再編の目的と将来的な経営戦略を見据え、課税の影響を最小限に抑えるための準備が必要です。
M&Aにおける税金対策とは
M&Aを行う際には、税金の影響を最小限に抑えるための対策が極めて重要です。
取引形態によって課税の仕組みが異なるため、事前のスキーム設計や専門家のサポートが成功の鍵です。
たとえば、株式譲渡や事業譲渡、合併といった形態ごとに、買い手と売り手それぞれが負担する税金が異なり、何も対策をしないまま進めると想定以上の税負担が発生する可能性があります。
M&Aは金額規模も大きく、税務面でのミスは大きな損失につながるため、適切な準備と戦略が不可欠です。
事前のスキーム設計
税金対策の第一歩は、取引スキームの選定と設計です。たとえば、株式譲渡は比較的シンプルでスピーディーに進めやすい一方、売り手に譲渡所得税がかかります。
事業譲渡の場合は資産ごとに課税対象が異なり、消費税や不動産取得税が発生する可能性があります。さらに、合併や会社分割などの組織再編では、「適格要件」を満たすことで課税を繰り延べることも可能です。
どのスキームが自社にとって最適かを見極め、税負担を抑えながら目的を達成できる構成を作ることが、実務上の重要なポイントとなります。
税理士・専門家の活用
M&Aの税務は複雑で、社内リソースだけでは対応しきれないケースが多いため、早い段階で税理士や会計士などの専門家に相談することが推奨されます。
税務リスクの洗い出しや最適な取引構造の提案、税法の適用判断など、プロの知見があることで、将来的なトラブルや過大な税負担を回避することができます。また、組織再編の適格・非適格の判断や、繰越欠損金の活用可否など、制度面の確認にも専門家の関与が不可欠です。
とくに中小企業のM&Aでは、税理士の選定が成否を左右する場面も少なくありません。
M&Aでは株式譲渡の方が事業譲渡よりも税金が軽いのか?
そうしますと、株式譲渡益課税が20.315%であり、事業譲渡益課税が29%~42%であるとすると、株式譲渡の方が有利なのか、と言うと必ずしもそうではありません。
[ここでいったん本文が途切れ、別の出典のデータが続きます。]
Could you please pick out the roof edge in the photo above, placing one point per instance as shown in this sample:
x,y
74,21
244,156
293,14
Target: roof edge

事業譲渡益課税を計算する際に、対象事業の構成資産の資産取得原価が高いような場合は事業譲渡益自体が非常に小さくなりますので、株式譲渡益課税よりも低くなる可能性があります。株式譲渡益課税も、株式取得原価が非常に低い場合など税金が高くなります。
いずれが税金が安いのかについては、やはり詳細に検討してみる他はなさそうです。
ただ、M&A会社売却のスキームとして、株式譲渡と事業譲渡は大きな違いがあります。しっかり検討した上でどちらのスキームを採用するか決定する必要があると思われます。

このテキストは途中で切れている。